Cependant, les avionneurs américain et européen pourraient trouver en leurs
clients militaires des alliés inattendus pour épauler leurs ambitions de
limiter le poids de l’externalisation. On peut en effet s’interroger sur les
effets à long terme de ce repositionnement sur les activités militaires des
constructeurs. En cas de succès, tant Boeing qu’Airbus verraient leurs poids et
leurs compétences renforcés, au profit de leurs programmes militaires. Dès
lors, les gouvernements respectifs pourraient appuyer ce mouvement, trouvant un
intérêt certain en la réintégration de certaines productions critiques dans le
giron de leurs avionneurs.
À
titre d’exemple, les déboires de l’a400M dus aux malfaçons de la boîte de
vitesse du TP400, fournie par Avio Aero (propriété du groupe General Electric)
et qui pèsent sur sa disponibilité opérationnelle – de même que sur les comptes
d’Airbus – font cas d’école. À l’heure
où les industriels s’efforcent de résoudre ces problèmes techniques, l’on peut
se demander si la réintégration de la production de pièces critiques
comparables à cette boîte de vitesse ne serait pas susceptible d’accélérer et
de faciliter la résolution de ce type d’incidents. Voire les prévenir. En
théorie, limiter le recours à la sous-traitance pourrait permettre de supprimer
l’inertie inhérente à la multiplicité des acteurs, et assurer un contrôle
qualité plus étroit et homogène.

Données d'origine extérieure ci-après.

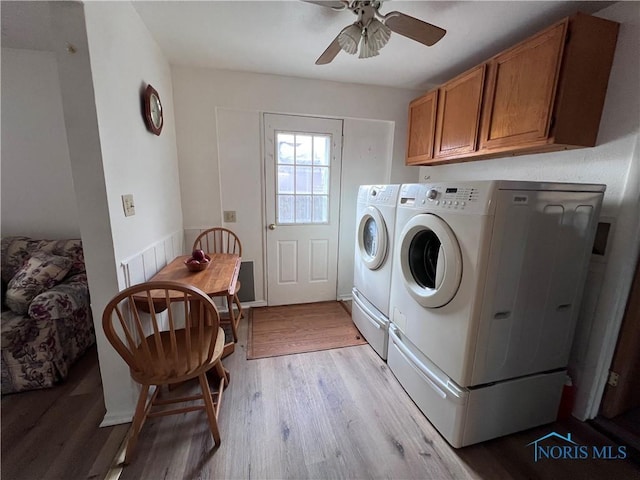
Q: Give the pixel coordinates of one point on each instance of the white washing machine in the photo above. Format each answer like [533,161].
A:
[375,220]
[486,286]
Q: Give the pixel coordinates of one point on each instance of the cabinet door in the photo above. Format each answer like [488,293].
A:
[459,114]
[521,90]
[422,121]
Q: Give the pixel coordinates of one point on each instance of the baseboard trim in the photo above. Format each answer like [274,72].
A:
[111,419]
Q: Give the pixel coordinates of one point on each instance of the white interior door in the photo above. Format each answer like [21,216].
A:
[302,187]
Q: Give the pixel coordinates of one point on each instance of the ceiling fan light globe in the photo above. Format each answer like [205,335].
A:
[349,38]
[378,34]
[367,50]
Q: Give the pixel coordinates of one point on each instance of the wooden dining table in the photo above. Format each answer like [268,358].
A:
[217,280]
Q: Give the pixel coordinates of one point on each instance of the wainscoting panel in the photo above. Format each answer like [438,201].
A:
[142,266]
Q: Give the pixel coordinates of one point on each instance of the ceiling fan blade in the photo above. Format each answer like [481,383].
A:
[335,4]
[413,28]
[330,53]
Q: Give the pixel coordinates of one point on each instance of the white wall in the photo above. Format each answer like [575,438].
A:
[112,153]
[218,124]
[614,162]
[38,199]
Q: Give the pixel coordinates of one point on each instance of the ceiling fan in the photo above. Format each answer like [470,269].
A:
[371,31]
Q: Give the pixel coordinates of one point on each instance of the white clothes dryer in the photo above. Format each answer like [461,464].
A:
[486,286]
[375,222]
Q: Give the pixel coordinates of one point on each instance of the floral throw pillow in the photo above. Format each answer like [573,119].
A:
[41,272]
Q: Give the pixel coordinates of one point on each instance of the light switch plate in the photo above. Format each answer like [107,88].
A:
[229,216]
[127,205]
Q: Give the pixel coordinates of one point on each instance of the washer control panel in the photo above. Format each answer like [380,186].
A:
[468,197]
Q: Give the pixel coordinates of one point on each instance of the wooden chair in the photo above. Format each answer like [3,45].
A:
[167,333]
[223,240]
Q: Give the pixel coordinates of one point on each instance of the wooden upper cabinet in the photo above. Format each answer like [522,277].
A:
[422,121]
[459,114]
[521,90]
[544,94]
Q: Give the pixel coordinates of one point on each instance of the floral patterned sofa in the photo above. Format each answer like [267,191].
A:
[46,313]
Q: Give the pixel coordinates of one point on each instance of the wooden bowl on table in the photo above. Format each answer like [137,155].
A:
[195,266]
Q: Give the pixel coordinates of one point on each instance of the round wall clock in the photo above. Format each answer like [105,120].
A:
[153,110]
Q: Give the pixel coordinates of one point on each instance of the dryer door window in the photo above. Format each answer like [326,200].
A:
[425,256]
[372,238]
[430,260]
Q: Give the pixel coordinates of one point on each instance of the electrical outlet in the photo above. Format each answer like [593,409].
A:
[127,205]
[229,216]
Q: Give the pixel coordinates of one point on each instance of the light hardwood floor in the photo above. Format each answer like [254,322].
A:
[54,433]
[338,414]
[333,414]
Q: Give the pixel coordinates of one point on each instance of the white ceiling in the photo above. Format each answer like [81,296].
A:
[286,37]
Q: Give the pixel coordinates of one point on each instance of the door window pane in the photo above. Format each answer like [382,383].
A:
[320,209]
[286,148]
[303,179]
[303,208]
[304,149]
[321,180]
[286,182]
[286,212]
[304,173]
[321,149]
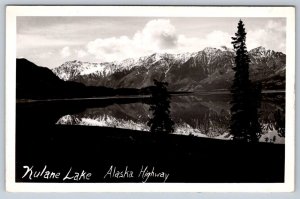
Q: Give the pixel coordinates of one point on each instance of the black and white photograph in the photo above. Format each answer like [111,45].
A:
[159,96]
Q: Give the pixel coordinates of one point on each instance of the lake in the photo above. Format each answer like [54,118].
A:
[202,115]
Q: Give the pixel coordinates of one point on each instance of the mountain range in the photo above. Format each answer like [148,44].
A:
[209,69]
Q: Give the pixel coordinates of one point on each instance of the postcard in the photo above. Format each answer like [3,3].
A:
[150,99]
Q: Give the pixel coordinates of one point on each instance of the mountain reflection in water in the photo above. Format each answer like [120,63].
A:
[194,115]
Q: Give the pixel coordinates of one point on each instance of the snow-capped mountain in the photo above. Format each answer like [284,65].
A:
[208,69]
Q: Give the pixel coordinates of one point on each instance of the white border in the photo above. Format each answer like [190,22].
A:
[151,11]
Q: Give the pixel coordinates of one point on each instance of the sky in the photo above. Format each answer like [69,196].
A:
[51,41]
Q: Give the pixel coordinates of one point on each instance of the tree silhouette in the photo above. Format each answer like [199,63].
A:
[160,108]
[245,96]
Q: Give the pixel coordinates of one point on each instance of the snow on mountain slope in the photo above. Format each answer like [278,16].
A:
[208,69]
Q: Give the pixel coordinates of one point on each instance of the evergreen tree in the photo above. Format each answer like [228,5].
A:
[160,108]
[245,97]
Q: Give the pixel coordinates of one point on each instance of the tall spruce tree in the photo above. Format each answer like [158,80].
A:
[245,97]
[161,121]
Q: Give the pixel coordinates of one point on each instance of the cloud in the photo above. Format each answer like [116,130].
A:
[272,36]
[157,36]
[65,52]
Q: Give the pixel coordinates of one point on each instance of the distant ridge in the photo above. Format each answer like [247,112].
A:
[209,69]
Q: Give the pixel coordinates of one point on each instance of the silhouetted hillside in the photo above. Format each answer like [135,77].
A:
[36,82]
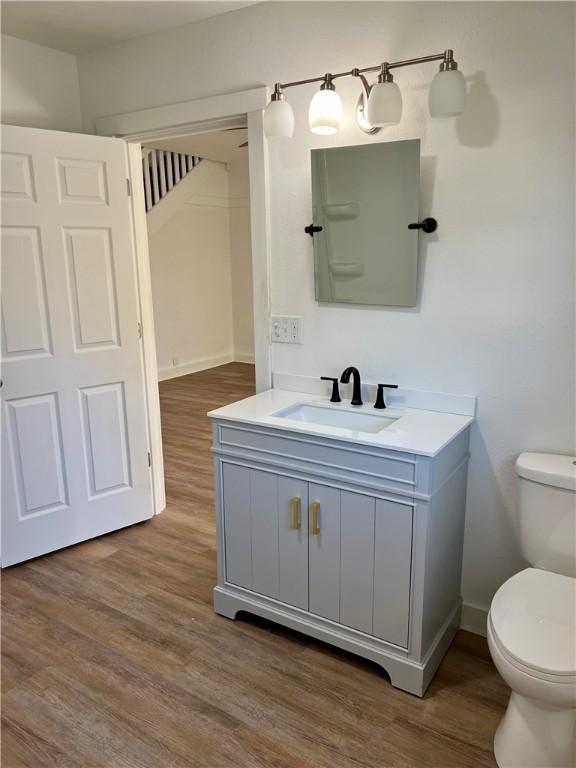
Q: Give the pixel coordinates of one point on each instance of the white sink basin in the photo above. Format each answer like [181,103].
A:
[344,418]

De même, en permettant une responsabilité sans
équivoque, celle-ci se diluant de facto
en fonction du nombre d’acteurs, la fabrication en interne aurait pour double
avantage :
-
De rendre plus équitable les critiques des
clients militaires en cas de problème, les maîtres d’œuvre aéronautiques ayant
dès lors le contrôle réel et effectif de leurs lignes de production, et donc la
responsabilité incontestable quant aux erreurs éventuellement commises en
interne (ce qui n’est pas le cas d’un fournisseur dont le poids, parfois somme
toute relatif sur un programme, ne lui permet pas d’assumer seul l’intégralité
des conséquences financières et réputationnelles d’un retard de livraison ou
d’une malfaçon).
-
D’accroître la sécurité d’approvisionnement,
notamment au regard des aléas politiques, en relocalisant certaines productions
sur le territoire national et en accroissant la transparence de la chaine de
valeur qui peut parfois compter plusieurs centaines de fournisseurs. Le scandale provoqué par l’intégration de puces
électroniques de contrefaçon d’origine chinoise dans des systèmes militaires
américains reste, à ce titre, une illustration marquante.
Néanmoins, il convient de se garder de verser dans l’excès
inverse, et de ne pas exacerber davantage des oligopoles dont une trop grande
puissance pourrait pousser à des effets délétères : concurrence phagocytée,
innovation étouffée… De même qu’il ne s’agit pas de revenir à une logique
d’arsenaux militaires, complètement coupés de toute réalité économique et
inefficients.
Toute
la subtilité de l’exercice réside donc dans le maintien d’un fragile équilibre
entre sous-traitants et maîtres d’œuvre. Un équilibre que la puissance
publique, au bénéfice de son indépendance stratégique, se doit de protéger.
Enfin,
cette même puissance publique serait bien inspirée de prendre note de cette
charge des maîtres d’œuvre à l’encontre de l’externalisation, dont les
bénéfices semblent aujourd’hui moins vérifiés, alors même que le partenariat
public-privé est vu comme le moyen privilégié de « lisser » les
investissements dans un contexte budgétaire tendu.